Moonshot AI, a Chinese startup founded in 2023, released Kimi K2 Thinking. It's free, open source, and performing as well as OpenAI's flagship GPT-5 model on key benchmarks.
This matters because GPT-5 is a paid, proprietary system that costs serious money to access. K2 Thinking is available to anyone, for free, with full code and model weights published on Hugging Face.
The performance numbers are striking
K2 Thinking achieved 44.9% on Humanity's Last Exam, 60.2% on BrowseComp (an agentic web search and reasoning test), 71.3% on SWE-Bench Verified, and 83.1% on LiveCodeBench v6. Those are coding evaluations where performance directly translates to real world utility. [data published by moonshot]
On BrowseComp specifically, K2 Thinking's 60.2% decisively beats GPT-5's 54.9% and absolutely crushes Claude Sonnet 4.5's 24.1%. It also edges GPT-5 on GPQA Diamond (85.7% versus 84.5%) and matches it on mathematical reasoning tasks like AIME 2025 and HMMT 2025.
Only in certain heavy mode configurations, where GPT-5 aggregates multiple trajectories, does the proprietary model regain parity.
Beating last week's champion
Just two and a half weeks ago, another Chinese model called MiniMax M2 was being called the "new king of open source LLMs." It achieved impressive scores that placed it near GPT-5 level capability.

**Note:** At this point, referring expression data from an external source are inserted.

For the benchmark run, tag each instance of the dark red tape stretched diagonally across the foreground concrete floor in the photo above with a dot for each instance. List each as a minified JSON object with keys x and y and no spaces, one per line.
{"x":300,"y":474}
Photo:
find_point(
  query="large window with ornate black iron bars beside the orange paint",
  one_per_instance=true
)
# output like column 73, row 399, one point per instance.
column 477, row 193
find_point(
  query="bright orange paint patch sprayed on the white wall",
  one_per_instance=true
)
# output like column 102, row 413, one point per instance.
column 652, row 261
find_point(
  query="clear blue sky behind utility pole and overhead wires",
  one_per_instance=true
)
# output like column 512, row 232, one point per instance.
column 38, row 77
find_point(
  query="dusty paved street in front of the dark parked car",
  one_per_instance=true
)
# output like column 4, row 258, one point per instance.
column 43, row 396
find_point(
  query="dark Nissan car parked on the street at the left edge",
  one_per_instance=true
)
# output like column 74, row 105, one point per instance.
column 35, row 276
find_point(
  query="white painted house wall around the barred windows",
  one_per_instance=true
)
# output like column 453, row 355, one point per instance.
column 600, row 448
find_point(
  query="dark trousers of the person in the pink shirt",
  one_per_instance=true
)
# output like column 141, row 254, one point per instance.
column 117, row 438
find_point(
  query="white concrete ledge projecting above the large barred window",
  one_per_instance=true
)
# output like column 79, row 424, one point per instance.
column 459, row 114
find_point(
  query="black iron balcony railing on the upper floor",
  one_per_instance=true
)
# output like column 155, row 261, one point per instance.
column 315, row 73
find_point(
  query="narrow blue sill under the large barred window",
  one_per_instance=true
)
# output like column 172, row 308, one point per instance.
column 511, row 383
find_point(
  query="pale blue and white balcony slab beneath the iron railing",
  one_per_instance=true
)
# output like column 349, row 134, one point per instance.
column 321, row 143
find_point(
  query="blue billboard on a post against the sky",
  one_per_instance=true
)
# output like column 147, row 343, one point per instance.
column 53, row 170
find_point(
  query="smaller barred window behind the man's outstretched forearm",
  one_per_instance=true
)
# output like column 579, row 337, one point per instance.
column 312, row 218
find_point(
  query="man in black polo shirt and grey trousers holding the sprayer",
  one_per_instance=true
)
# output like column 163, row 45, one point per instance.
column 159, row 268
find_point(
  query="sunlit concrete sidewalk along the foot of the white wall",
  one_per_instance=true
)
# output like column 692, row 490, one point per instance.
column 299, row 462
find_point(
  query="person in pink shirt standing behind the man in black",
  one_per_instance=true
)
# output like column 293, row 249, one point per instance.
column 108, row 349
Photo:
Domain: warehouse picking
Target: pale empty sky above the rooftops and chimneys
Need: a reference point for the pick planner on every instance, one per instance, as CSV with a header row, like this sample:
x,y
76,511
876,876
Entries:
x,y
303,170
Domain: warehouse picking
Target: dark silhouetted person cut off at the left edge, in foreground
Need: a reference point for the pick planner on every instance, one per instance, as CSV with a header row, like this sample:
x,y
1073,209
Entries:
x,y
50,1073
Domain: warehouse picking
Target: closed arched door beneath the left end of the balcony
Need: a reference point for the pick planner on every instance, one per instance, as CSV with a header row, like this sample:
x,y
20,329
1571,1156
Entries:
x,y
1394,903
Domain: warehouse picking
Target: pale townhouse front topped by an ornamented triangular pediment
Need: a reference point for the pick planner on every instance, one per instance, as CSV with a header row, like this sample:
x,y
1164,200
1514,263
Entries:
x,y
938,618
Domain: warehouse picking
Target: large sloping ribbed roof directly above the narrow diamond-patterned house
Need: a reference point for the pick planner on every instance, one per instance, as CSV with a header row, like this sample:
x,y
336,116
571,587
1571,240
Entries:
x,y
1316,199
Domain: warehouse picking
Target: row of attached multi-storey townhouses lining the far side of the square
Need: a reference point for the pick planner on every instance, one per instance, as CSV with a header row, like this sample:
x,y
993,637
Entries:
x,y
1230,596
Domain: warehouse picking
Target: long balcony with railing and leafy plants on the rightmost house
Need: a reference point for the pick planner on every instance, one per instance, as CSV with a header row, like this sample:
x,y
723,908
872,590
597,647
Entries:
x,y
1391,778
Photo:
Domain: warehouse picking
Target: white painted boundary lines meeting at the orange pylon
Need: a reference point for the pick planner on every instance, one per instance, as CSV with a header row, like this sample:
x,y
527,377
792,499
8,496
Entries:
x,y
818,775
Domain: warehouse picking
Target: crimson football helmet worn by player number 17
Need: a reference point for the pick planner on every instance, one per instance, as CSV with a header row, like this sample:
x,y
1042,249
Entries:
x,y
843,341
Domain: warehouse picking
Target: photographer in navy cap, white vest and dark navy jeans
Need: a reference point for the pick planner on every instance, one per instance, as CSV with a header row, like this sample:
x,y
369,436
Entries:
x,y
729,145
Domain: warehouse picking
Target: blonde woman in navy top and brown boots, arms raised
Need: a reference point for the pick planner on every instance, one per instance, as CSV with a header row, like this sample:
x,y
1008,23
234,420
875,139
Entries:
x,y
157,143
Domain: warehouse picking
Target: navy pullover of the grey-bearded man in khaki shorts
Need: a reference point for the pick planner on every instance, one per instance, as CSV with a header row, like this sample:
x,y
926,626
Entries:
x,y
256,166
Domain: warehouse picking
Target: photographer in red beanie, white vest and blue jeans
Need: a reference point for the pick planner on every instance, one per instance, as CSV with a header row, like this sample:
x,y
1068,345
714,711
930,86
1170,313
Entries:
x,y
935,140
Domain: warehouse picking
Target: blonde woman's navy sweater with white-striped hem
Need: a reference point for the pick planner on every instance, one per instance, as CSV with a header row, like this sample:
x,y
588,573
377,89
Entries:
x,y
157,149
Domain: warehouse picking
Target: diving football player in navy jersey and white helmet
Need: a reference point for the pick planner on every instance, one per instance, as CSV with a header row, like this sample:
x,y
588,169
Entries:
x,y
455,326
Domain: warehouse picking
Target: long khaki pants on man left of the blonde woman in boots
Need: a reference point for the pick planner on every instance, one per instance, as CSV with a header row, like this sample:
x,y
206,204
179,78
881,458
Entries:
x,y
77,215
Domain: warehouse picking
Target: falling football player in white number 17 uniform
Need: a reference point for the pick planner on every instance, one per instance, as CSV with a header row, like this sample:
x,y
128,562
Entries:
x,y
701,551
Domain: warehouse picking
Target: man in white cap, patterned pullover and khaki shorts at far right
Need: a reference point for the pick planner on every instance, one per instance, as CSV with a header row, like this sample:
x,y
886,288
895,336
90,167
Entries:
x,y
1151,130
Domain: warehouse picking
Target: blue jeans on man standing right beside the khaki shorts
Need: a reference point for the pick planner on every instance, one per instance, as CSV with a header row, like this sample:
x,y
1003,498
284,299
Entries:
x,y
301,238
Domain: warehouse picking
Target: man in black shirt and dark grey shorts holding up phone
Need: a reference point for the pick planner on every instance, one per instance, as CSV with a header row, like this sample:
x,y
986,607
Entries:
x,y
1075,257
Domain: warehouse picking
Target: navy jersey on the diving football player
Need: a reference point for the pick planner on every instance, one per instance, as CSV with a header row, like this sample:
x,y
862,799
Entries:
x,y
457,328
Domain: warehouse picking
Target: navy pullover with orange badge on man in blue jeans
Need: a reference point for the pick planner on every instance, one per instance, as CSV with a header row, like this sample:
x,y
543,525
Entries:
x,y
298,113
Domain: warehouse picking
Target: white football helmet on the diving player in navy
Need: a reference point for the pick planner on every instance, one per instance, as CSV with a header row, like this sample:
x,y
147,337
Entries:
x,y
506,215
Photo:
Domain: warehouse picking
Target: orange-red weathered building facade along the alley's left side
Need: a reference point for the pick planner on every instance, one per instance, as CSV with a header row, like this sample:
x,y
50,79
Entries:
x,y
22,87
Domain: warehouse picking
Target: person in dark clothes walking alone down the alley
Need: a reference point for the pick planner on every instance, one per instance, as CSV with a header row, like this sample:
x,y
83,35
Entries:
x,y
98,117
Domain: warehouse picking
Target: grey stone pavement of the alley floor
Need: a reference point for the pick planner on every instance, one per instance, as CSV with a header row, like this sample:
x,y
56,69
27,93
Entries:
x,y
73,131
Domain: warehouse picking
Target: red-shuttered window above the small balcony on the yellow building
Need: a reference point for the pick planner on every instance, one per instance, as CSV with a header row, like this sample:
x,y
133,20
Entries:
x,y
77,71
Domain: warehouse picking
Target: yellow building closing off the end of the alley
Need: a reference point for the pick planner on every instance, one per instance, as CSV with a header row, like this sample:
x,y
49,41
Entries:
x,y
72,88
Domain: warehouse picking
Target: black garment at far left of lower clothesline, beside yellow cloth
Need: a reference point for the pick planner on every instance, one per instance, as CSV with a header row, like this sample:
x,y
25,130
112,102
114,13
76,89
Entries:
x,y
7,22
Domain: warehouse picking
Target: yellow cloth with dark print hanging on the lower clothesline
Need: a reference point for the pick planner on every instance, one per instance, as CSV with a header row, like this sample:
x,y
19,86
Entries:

K2 Thinking just blew past it. Its BrowseComp result of 60.2% exceeds M2's 44.0%, and its SWE-Bench Verified score of 71.3% edges out M2's 69.4%.
The speed of advancement is remarkable. Two Chinese open source models in quick succession, each surpassing the last, now matching or exceeding what OpenAI charges significant money to access.
How it works
K2 Thinking is a Mixture of Experts model built around one trillion parameters, with 32 billion activating per inference. It combines long horizon reasoning with structured tool use, executing up to 200 to 300 sequential tool calls without human intervention.
The model outputs an auxiliary field called reasoning_content, revealing intermediate logic before each final response. This transparency preserves coherence across long multi turn tasks and multi step tool calls.
A reference implementation shows the model autonomously conducting a "daily news report" workflow, invoking date and web search tools, analyzing retrieved content, and composing structured output while maintaining internal reasoning state.
Surprisingly affordable
Despite its trillion parameter scale, K2 Thinking's runtime cost remains modest. Moonshot lists usage at $0.15 per 1 million tokens (cache hit), $0.60 per 1 million tokens (cache miss), and $2.50 per 1 million tokens output.
Compare that to GPT-5 at $1.25 input and $10 output. K2 Thinking is an order of magnitude cheaper while matching or exceeding performance.
The licensing catch
Moonshot released K2 Thinking under a Modified MIT License. It grants full commercial and derivative rights, meaning researchers and developers can use it freely in commercial applications.
There's one restriction. If your software or derivative product serves over 100 million monthly active users or generates over $20 million per month in revenue, you must prominently display "Kimi K2" on the product's user interface.
For most research and enterprise applications, this functions as a light touch attribution requirement while preserving standard MIT licensing freedoms.
What this means
The timing is awkward for OpenAI. Just a week ago, OpenAI CFO Sarah Friar sparked controversy by suggesting at a WSJ Tech Live event that the US government might eventually need to provide a "backstop" for the company's more than $1.4 trillion in compute and data centre commitments.
Although she later clarified OpenAI wasn't seeking direct federal support, the episode reignited debate about the scale and concentration of AI capital spending.
Now a Chinese startup with a fraction of OpenAI's resources has released a free model matching GPT-5's performance. If enterprises can get comparable or better performance from a free, open source Chinese model, why would they continue paying for proprietary alternatives?
Airbnb has already raised eyebrows for admitting to heavily using Alibaba's Qwen over OpenAI's offerings. K2 Thinking will likely accelerate that trend.
The gap between closed frontier systems and publicly available models has effectively collapsed for high end reasoning and coding. That's not just a technical milestone. It's a strategic one.